“Written with the evocative simplicity of our New England landscape, here is a classical American story with a Swedish flavor: How a Worcester family, proud of their Swedish origins, through skill and industry eventually came to realize their shared dream—a farm by a lake in the country. The spirit of those happy, lazy days—now too rare—when children could wander untended and lie on their backs in the hay watching the clouds glide by, is here recounted with dry humor and sympathy by the reigning patriarch. Here at Oakholm farming still continues as, all around, suburban tentacles approach. The ending is wistful. Why can't we try a little harder to restore those times of tranquil creativity for all children?”
—Peter Shaw Ashton
Charles Bullard Professor of Forestry Emeritus at Harvard University
former Director, Arnold Arboretum
2007 Recipient of the Japan Prize
“These engaging vignettes take us to the center of a loving family and their rural retreat on the shores of Lake Quaboag in Brookfield, Massachusetts. The Jeppsons' devotion to their land, the creatures on it, and to each other makes the reader a willing participant in these quiet adventures affectionately narrated by the paterfamilias.”
former Director, American Antiquarian Society
“Making Hay more than lives up to its name. Both playful and down to earth, a memoir about farming and feasting at Oakholm, the lakeside farm that challenged the agricultural ingenuity of two Swedish-American industrialists, father and son, while sustaining their ancestral spirits on soil that was no longer foreign. A good read. Helan går!”

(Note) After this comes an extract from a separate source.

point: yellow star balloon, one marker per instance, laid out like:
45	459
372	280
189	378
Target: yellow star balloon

President, The American–Scandinavian Society
Published in: 2008
Hard Cover • 224 pages
(In Stock Now)
Combining local history, family memoir and a naturalist's simple affection for place, John Jeppson recalls his family's efforts to adapt a well-loved property to changing times. Bought in 1925 and now hosting a fifth generation of the Jeppson family, Oakholm has been optimistically run as a commercial enterprise in Brookfield, Massachusetts during the better part of a century in which farming has virtually disappeared from the local landscape. John's father, George Jeppson, started with a well bred Guernsey herd and developed a lively equestrian stable. His son abandoned the dairy business and concentrated on hay, Christmas trees, forestry and berries. During the week, both George and John played key roles in a growing industrial empire. On weekends, Oakholm took charge.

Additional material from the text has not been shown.